TOKYO, JAPAN: Asahi Glass, Adeka Corporation and Kaneka Corporation have decided to withdraw from Kashima chlorine and alkali and Kashima vinyl chloride monomer (VCM) at the end of March 2012.
Shin-Etsu Chemical plans to take over their equity holdings in the joint ventures, which have been suffering from low capacity utilizations in recent years and are expected to scrap their surplus capacities for 30 to 50 per cent reductions in capacity.
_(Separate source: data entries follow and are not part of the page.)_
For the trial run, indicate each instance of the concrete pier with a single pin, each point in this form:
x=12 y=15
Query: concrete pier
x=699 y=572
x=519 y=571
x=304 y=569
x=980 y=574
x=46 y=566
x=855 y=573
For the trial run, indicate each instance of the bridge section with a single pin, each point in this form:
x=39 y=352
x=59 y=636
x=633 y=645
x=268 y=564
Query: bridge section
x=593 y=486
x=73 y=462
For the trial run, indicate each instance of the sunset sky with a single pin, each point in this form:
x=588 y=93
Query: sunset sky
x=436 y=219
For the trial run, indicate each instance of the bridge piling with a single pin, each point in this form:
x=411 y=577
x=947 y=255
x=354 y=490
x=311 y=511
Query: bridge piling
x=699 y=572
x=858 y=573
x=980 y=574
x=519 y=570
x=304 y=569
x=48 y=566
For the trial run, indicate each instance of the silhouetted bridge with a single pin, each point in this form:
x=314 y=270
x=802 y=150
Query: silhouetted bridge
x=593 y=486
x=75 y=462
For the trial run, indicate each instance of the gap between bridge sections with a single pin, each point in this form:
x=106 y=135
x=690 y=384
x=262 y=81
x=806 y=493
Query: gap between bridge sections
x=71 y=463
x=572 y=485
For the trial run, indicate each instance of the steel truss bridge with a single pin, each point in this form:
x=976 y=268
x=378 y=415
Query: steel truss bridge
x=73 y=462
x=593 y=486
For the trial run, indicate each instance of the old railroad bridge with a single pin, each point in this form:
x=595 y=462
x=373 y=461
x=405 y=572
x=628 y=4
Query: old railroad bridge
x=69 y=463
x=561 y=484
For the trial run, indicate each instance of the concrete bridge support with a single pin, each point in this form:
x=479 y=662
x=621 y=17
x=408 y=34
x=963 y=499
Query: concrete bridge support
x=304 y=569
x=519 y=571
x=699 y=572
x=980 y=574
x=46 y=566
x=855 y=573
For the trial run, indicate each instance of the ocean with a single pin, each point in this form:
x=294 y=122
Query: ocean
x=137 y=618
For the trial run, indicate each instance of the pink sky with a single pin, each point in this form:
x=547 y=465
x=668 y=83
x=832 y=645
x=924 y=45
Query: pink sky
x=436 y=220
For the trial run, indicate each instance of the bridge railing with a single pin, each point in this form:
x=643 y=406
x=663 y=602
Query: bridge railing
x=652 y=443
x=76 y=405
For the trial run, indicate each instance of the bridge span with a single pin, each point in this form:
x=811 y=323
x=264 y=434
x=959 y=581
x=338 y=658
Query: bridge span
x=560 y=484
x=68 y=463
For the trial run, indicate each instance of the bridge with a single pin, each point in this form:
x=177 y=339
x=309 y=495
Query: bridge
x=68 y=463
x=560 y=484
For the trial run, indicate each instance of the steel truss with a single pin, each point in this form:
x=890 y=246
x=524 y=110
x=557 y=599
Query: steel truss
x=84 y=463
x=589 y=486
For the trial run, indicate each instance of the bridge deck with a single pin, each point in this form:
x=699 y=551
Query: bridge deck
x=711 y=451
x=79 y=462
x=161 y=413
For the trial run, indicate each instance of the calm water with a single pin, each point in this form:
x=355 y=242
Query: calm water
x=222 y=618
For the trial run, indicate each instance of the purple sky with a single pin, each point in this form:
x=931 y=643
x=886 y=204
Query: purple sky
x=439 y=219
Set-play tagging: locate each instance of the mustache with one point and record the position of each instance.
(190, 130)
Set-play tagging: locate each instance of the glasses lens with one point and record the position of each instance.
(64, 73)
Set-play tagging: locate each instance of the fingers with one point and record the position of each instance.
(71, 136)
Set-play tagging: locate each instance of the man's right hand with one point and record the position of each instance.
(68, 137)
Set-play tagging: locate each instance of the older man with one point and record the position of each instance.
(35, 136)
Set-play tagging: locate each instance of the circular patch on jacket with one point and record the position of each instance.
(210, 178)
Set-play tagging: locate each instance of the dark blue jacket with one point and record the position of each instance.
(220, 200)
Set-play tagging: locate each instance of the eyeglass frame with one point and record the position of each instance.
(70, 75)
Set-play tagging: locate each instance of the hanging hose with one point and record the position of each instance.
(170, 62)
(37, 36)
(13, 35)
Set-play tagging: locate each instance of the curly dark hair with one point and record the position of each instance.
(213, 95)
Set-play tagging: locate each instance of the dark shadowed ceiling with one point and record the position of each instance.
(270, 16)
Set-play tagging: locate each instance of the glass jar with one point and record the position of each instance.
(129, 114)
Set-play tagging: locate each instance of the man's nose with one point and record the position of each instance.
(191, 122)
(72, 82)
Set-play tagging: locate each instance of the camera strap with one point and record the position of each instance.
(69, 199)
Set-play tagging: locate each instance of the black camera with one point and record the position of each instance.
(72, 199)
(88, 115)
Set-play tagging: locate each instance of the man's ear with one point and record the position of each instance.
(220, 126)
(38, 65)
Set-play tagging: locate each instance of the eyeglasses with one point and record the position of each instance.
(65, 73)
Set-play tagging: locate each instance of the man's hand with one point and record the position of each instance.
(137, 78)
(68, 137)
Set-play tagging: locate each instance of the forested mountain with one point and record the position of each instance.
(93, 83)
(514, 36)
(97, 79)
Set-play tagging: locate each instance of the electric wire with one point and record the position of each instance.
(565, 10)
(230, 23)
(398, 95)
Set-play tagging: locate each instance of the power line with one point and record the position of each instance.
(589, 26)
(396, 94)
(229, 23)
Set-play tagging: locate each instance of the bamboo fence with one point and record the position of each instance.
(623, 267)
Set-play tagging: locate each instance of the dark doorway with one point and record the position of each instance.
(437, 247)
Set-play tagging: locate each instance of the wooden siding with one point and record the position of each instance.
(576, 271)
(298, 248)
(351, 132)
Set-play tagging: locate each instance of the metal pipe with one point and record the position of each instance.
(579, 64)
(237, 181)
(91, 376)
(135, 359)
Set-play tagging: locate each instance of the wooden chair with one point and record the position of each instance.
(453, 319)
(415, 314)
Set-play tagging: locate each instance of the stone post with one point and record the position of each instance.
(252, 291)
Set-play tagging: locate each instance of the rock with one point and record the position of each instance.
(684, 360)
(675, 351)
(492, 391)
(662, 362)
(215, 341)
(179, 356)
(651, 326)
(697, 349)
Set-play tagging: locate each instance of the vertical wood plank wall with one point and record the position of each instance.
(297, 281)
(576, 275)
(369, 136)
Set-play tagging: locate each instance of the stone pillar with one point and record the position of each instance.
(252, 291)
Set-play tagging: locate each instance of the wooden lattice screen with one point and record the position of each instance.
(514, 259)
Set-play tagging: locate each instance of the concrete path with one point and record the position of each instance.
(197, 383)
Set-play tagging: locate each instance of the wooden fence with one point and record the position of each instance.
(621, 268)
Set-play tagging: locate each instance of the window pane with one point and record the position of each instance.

Japan’s PVC production had contracted 27 per cent over the past decade. In 2010 production was 1.69 tonne, translating into an average operating rate of 75.4 per cent for the industry, down more than 10 per cent points over five years. The operating rates of the two joint ventures had been stuck at 50 to 60 per cent, with virtually all their chloro-alkali products and VCM output supplied to Shin-Etsu.
Chloro-alkali plants co-produce caustic soda and chlorine in an energy-intensive process, and the disaster had delivered a one-two punch, slashing demand for caustic soda, which Kashima Chlorine had been partially supplying to northeast Japan for papermaking, while raising the cost of electricity, by shutting down nuclear power generation in nearby Fukushima Prefecture. The three withdrawing partners have agreed to bear their costs of repairing quake-damaged facilities and scrapping surplus capacities.
Mitsubishi Chemical, the complex’s cracker operator, previously discontinued its production of styrene monomer in the complex and has been exporting the freed-up ethylene output under a five-year, yen-denominated contract. The present change will not change the ethylene supply-demand balance in the complex since the joint ventures produce in proportion to Shin-Etsu’s offtake. But industry sources see no guarantee in Shin-Etsu continuing to take VCM from Kashima vinyl amid, the decline in domestic demand for PVC, which is the world’s biggest PVC maker.